SYRIZA has since overtaken PASOK as the main party of the centre-left.Alexis Tsipras led SYRIZA to victory in the general election held on 25 January 2015, falling short of an outright majority in Parliament by just two seats. The following morning, Tsipras reached an agreement with Independent Greeks party to form a coalition, and he was sworn in as Prime Minister of Greece. Tsipras called snap elections in August 2015, resigning from his post, which led to a month-long caretaker administration headed by judge Vassiliki Thanou-Christophilou, Greece's first female prime minister. In the September 2015 general election, Alexis Tsipras led SYRIZA to another victory, winning 145 out of 300 seats and re-forming the coalition with the Independent Greeks. However, he was defeated in the July 2019 general election by Kyriakos Mitsotakis who leads New Democracy. On 7 July 2019, Kyriakos Mitsotakis was sworn in as the new prime minister of Greece. He formed a centre-right government after the landslide victory of his New Democracy party.

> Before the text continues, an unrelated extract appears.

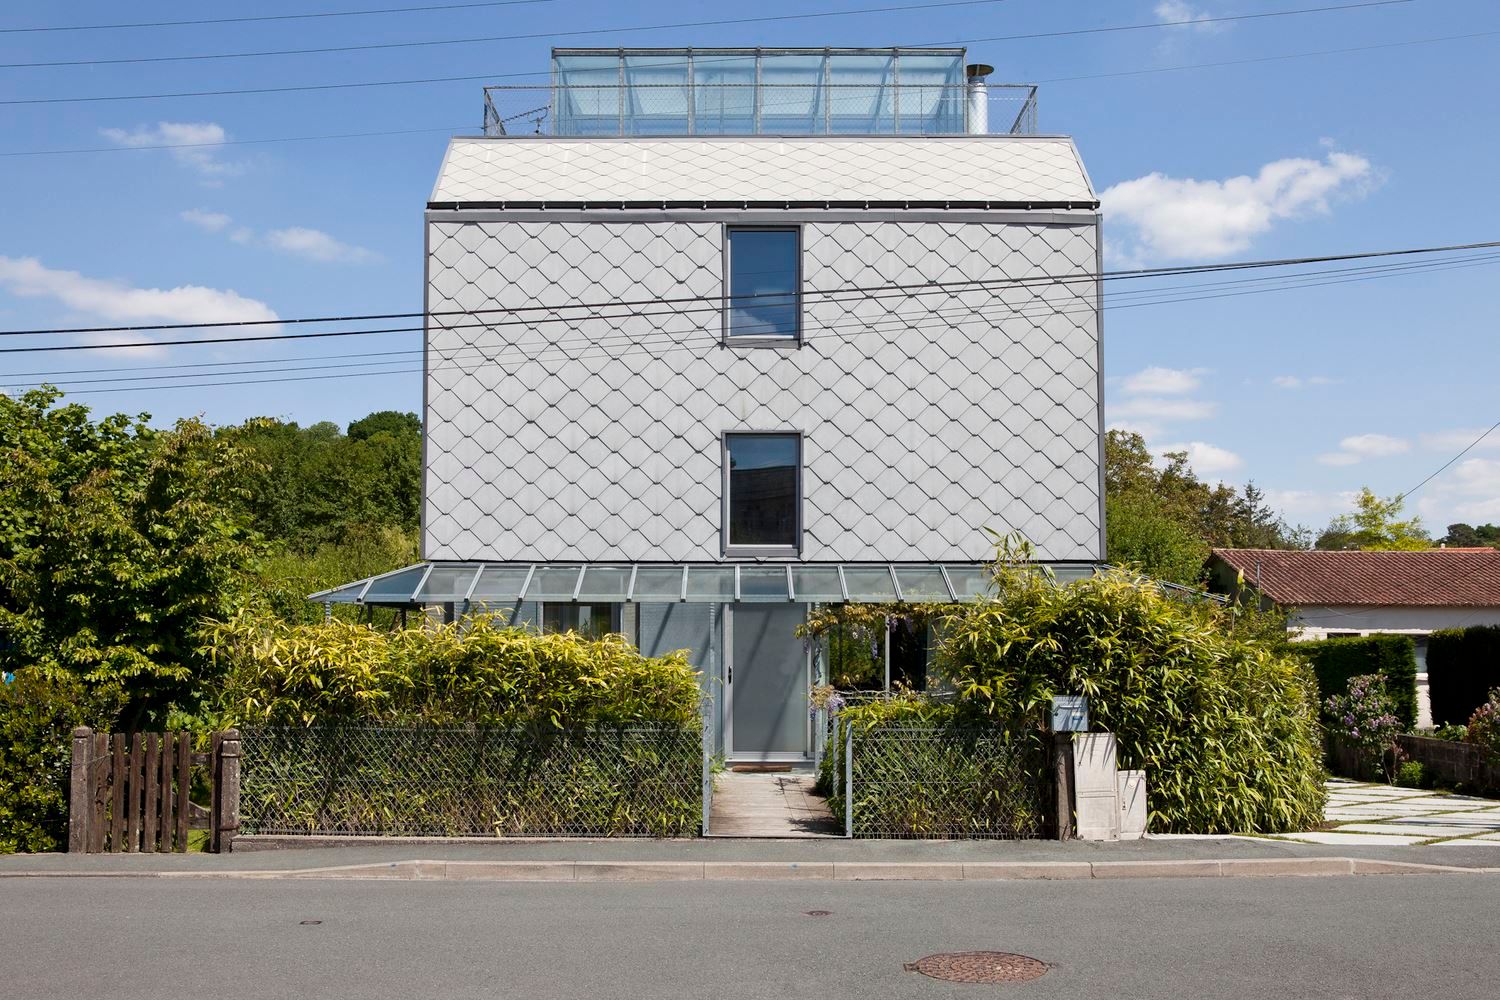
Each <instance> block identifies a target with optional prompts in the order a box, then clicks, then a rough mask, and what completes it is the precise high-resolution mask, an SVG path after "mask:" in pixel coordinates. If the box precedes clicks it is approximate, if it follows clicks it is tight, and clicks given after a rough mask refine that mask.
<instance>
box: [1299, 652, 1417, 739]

|  | Political position/ Ideology | Political Party | 2009 European Elections | 2009 Legislative Elections | 2012 May Legislative Elections | 2012 June Legislative Elections | 2014 European Elections | 2015 Jan. Legislative Elections | 2015 Sept. Legislative Elections | 2019 European Elections | 2019 Legislative Elections |
| % | % | % | % | % | % | % | % | % |
|  | Far-left | KKE | 8.35 | 7.54 | 8.48 | 4.50 | 6.11 | 5.47 | 5.55 | 5.33 | 5.30 |
| ANTARSYA | 0.43 | 0.36 | 1.19 | 0.33 | 0.72 | 0.64 | 0.85 | 0.64 | 0.41 |
|  | Left wing | SYRIZA | 4.70 | 4.60 | 16.79 | 26.89 | 26.57 | 36.34 | 35.46 | 23.78 | 31.53 |
| Popular Unity | — | — | — | — | — | — | 2.86 | 0.56 | 0.23 |
| MeRA25 | — | — | — | — | — | — | — | 2.99 | 3.44 |
| Course of Freedom | — | — | — | — | — | — | — | 1.61 | 1.46 |
|  | Centre-left | PASOK / (MC, OT, DC) | 36.64 | 43.92 | 13.18 | 12.28 | 8.02 | 4.68 | 6.28 | 7.72 | 8.10 |
| Democratic Left | — | — | 6.11 | 6.25 | 1.20 | 0.49 | — | — | — |
| Social Agreement | — | — | 0.96 | — | — | — | — | — | — |
| The River | — | — | — | — | 6.60 | 6.05 | 4.09 | 1.51 | — |
| KIDISO | — | — | — | — | — | 2.46 | — | — | — |
|  | Ecologist | Ecologist Greens | 3.49 | 2.53 | 2.93 | 0.88 | 0.90 | — | — | 0.87 | — |
|  | Centre | Union of Centrists | 0.38 | 0.27 | 0.61 | 0.28 | 0.65 | 1.79 | 3.43 | 1.45 | 1.24 |
| Teleia | — | — | — | — | — | 1.77 | — | — | — |
|  | Liberal | Drassi | 0.76 | — | 1.80 | — | — | — | — | — | — |
| Recreate Greece | — | — | 2.15 | — | — | — | 0.53 | 0.69 | 0.74 |
| Democratic Alliance | — | — | 2.55 | — | — | — | — | — | — |
| Drassi/Recreate Greece | — | — | — | 1.59 | 0.91 | — | — | — | — |
| Greek European Citizens | — | — | — | — | 1.40 | — | — | — | — |
|  | Centre-right | New Democracy | 32.29 | 33.48 | 18.85 | 29.66 | 22.72 | 27.81 | 28.10 | 33.13 | 39.85 |
|  | Right wing | PAMME | 1.27 | – | – | – | – | – | — | — | — |
| Independent Greeks | — | — | 10.62 | 7.51 | 3.46 | 4.75 | 3.69 | 0.80 | — |
| UFP | — | — | — | — | 1.04 | — | — | — | — |
|  | Far Right | LAOS | 7.14 | 5.63 | 2.89 | 1.58 | 2.69 | 1.03 | — | 1.23 | — |
| Golden Dawn | 0.46 | 0.29 | 6.97 | 6.92 | 9.39 | 6.28 | 6.99 | 4.88 | 2.93 |
| Greek Solution | — | — | — | — | — | — | — | 4.18 | 3.70 |

===2020s===
In March 2020, Greece's parliament elected a non-partisan candidate, Ekaterini Sakellaropoulou, as the first female President of Greece.

In June 2023, conservative New Democracy party won the legislative election, meaning another four-year term as prime minister for Kyriakos Mitsotakis.